The Heat: A Kitchen (R)evolution (2018)
Like many (most) industries, the restaurant world is no stranger to sexism, and is still largely a space dominated by men. But instead of solely focusing on the disparities in professional cooking, The Heat aims to shine light on the women paving their own road and excelling at what they do. By focusing on an eclectic array of seven international chefs from Canada to France, this documentary focuses on the culture and power structures at play behind-the-scenes at the world’s top restaurants, while honoring the artistry these cooks bring to their craft regardless of how much recognition they receive.
Jeremiah Tower: The Last Magnificent (2016)
Jeremiah Tower could be considered one of the mainstream greats if not for his impulsivity and penchant for controversy and self-destruction. Among the people of the minted food world, most of whom are interviewed for this documentary, Tower's name lives on as one of the first American celebrity chefs and an important culinary luminary of the past half century. The chef's namesake film explores his reinvention following a two-decade departure from the public eye through the context of his freewheeling life.
Jiro Dreams of Sushi (2011)
Jiro Ono, the 85-year-old sushi master at Sukiyabashi Jiro, a three-star Michelin restaurant, has given all his adult life to the pursuit of perfecting his craft. The film documents his sacrifices, the toll his ambition has taken on his personal life, and what it means to give your entire self over to your obsession.

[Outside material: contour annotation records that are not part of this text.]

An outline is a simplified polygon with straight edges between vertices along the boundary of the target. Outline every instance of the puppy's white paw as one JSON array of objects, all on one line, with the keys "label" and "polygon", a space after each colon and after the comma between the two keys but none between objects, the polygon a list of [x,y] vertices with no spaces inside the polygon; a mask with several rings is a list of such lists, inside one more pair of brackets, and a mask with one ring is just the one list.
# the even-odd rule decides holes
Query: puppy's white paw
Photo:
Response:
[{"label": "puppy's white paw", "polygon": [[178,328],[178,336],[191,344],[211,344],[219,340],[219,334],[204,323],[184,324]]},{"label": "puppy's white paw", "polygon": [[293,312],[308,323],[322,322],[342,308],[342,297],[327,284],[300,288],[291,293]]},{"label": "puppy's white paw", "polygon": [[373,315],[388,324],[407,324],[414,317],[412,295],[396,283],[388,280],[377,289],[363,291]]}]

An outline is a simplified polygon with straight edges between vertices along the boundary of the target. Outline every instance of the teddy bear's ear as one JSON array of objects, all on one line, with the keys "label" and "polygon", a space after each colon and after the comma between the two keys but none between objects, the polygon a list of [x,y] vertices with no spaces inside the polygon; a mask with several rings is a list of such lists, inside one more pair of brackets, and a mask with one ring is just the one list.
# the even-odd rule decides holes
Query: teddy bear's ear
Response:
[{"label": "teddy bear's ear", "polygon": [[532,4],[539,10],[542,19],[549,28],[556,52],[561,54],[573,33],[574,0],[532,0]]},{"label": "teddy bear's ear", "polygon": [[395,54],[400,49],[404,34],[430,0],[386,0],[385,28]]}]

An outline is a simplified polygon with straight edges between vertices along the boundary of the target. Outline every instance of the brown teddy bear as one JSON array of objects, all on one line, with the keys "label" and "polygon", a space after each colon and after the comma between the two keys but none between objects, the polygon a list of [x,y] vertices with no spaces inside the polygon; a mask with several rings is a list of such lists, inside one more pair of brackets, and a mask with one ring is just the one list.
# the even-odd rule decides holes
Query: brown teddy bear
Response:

Despite its notoriety, we'd be remiss not to mention Jiro as one of the premier food documentaries available.
Sour Grapes (2016)
The stuffy world of rare wine auctions was turned on its head when it came out that Rudy Kurniawan, a 20-something collector, had been mixing less expensive wines to recreate the flavor profiles of coveted wines from specific, high-valued years and regions, swindling buyers out of millions of dollars. His sophisticated operation led him to become the first-ever person to be convicted for wine fraud. In a familiar true-crime reconstruction, Sour Grapes leads viewers through the story of how Kurniawan pulled off such a scam and the disgrace that befell the wine world in the fallout of his conviction.
Whether you want to admit it or not, America's food system is the definition of unsustainable. We filch nutrients from the earth; raise animals for slaughter in packed, disease-ridden environments; and we throw away, or otherwise waste, plenty of perfectly good food while millions go hungry. High-profile chefs like Dan Barber and Rick Bayless, and writers like Mark Bittman, weigh in on the local food movement, which is on the frontlines doing battle with these unsustainable practices. It's not the most revelatory documentary, but it will make you stop to think the next time you want a quick-and-easy processed meal.
Theater of Life (2016)
Italian chef Mossimo Bottura runs a World's Best kitchen at Osteria Francescana, but Theater of Life captures some of his loftier ambitions: ending food waste. Through the lens of Refettorio Ambrosiano, the soup kitchen Bottura opened in Milan, we see the vast scope of food waste throughout the world, and learn how scraps can be used well past the point where most of us would typically throw them away to make world-class dishes.
42 Grams (2017)
42 Grams is a profile of chef Jake Bickelhaupt, and a portrait of the effects extreme ambition. The film follows Bickelhaupt's rise from running an underground establishment out of his home kitchen to opening and owning the acclaimed, Michelin-starred Chicago restaurant 42 Grams, largely focusing on his personal journey with his wife along the way. While this is certainly a film about one chef's career and hustle in the restaurant industry, underneath it all is a story about the devastating effects egomania can create.